[lustre-devel] [PATCH 04/28] lustre: ptlrpc: Do not assert when bd_nob_transferred != 0

Sun Nov 4 13:29:47 PST 2018

> >> On Sun, Oct 14 2018, James Simmons wrote:
> >> 
> >> > From: Doug Oucharek <dougso at me.com>
> >> >
> >> > There is a case in the routine ptlrpc_register_bulk() where we were
> >> > asserting if bd_nob_transferred != 0 when not resending.  There is
> >> > evidence that network errors can create a situation where
> >> > this does happen. So we should not be asserting!
> >> >
> >> > This patch changes that assert to an error return code of -EIO.
> >> >
> >> > Signed-off-by: Doug Oucharek <dougso at me.com>
> >> > WC-bug-id: https://jira.whamcloud.com/browse/LU-9828
> >> > Reviewed-on: https://review.whamcloud.com/28491
> >> > Reviewed-by: Dmitry Eremin <dmitry.eremin at intel.com>
> >> > Reviewed-by: Sonia Sharma <sharmaso at whamcloud.com>
> >> > Reviewed-by: Oleg Drokin <green at whamcloud.com>
> >> > Signed-off-by: James Simmons <jsimmons at infradead.org>
> >> > ---
> >> >  drivers/staging/lustre/lustre/ptlrpc/niobuf.c | 8 ++++++--
> >> >  1 file changed, 6 insertions(+), 2 deletions(-)
> >> >
> >> > diff --git a/drivers/staging/lustre/lustre/ptlrpc/niobuf.c b/drivers/staging/lustre/lustre/ptlrpc/niobuf.c
> >> > index 27eb1c0..7e7db24 100644
> >> > --- a/drivers/staging/lustre/lustre/ptlrpc/niobuf.c
> >> > +++ b/drivers/staging/lustre/lustre/ptlrpc/niobuf.c
> >> > @@ -139,8 +139,12 @@ static int ptlrpc_register_bulk(struct ptlrpc_request *req)
> >> >  	/* cleanup the state of the bulk for it will be reused */
> >> >  	if (req->rq_resend || req->rq_send_state == LUSTRE_IMP_REPLAY)
> >> >  		desc->bd_nob_transferred = 0;
> >> > -	else
> >> > -		LASSERT(desc->bd_nob_transferred == 0);
> >> > +	else if (desc->bd_nob_transferred != 0)
> >> > +		/* If the network failed after an RPC was sent, this condition
> >> > +		 * could happen.  Rather than assert (was here before), return
> >> > +		 * an EIO error.
> >> > +		 */
> >> > +		return -EIO;
> >> 
> >> This looks weird, and the justification is rather lame.
> >> I wonder if this is an attempt to fix the same problem that the smp_mb()
> >> in the previous patch was attempting to fix (and I'm not yet convinced
> >> that either is the correct fix).
> >
> > When the above condition happens the LASSERT ends up taking out the 
> > node with a panic which in turn kills the application running on the cluster.
> > When replaced with reporting an EIO error the node survives as well as the 
> > job. The job might fail at its IO but it wouldn't fail performing its work 
> > flow which is way more important.
> 
> Yes, a meaningless error is better than a crash, but a proper fix is
> better still.  As I said, my guess is that the memory barrier in the
> previous patch might have fixed the bug, so the LASSERT can remain.
> 
> Doug: is there any chance that this might be the case?
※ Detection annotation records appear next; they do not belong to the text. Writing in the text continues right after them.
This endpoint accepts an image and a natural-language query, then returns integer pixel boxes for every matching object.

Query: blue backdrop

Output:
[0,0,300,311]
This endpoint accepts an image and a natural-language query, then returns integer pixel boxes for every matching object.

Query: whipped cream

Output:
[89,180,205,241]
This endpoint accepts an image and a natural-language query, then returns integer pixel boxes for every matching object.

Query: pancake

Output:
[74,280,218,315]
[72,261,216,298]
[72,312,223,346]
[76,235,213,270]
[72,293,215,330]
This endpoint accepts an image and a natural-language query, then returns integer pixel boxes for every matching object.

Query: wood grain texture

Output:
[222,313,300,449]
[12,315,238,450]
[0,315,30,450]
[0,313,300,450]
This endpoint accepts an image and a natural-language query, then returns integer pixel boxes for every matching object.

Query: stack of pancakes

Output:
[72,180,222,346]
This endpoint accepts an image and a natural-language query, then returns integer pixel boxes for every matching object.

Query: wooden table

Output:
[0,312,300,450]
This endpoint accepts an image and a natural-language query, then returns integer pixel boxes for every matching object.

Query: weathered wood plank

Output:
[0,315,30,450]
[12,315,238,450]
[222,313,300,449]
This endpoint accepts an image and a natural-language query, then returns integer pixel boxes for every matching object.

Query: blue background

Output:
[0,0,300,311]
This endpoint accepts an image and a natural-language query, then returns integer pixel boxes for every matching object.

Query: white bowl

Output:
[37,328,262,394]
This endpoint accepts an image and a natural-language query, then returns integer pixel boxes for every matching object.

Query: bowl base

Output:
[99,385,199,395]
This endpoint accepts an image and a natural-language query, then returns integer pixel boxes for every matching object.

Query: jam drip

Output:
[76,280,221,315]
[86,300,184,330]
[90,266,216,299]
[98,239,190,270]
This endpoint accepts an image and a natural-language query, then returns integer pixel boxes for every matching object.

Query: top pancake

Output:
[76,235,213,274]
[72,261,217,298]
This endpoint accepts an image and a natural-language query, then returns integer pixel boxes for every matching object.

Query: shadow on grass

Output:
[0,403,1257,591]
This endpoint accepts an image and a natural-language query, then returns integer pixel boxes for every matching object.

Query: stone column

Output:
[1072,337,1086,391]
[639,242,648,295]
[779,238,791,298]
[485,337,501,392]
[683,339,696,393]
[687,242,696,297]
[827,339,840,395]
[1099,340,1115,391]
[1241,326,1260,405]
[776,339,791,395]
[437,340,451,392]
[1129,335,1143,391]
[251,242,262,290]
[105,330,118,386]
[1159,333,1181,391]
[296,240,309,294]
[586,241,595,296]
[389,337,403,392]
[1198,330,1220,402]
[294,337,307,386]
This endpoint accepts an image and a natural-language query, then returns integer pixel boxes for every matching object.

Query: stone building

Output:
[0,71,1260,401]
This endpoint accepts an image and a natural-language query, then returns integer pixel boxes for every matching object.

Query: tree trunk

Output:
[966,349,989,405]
I got a hold of Doug and discussed this issue. So the answer is that the
original logs to track down the original problem no longer exist. So 
finding the original source of the problem can't be done at this point.
Would you be okay with a version of this patch with dump_stack() and
treat it as a debug patch. We really need to collect logs to figure out
the real problem. I will push a debug patch to OpenSFS branch since it
is more widely used.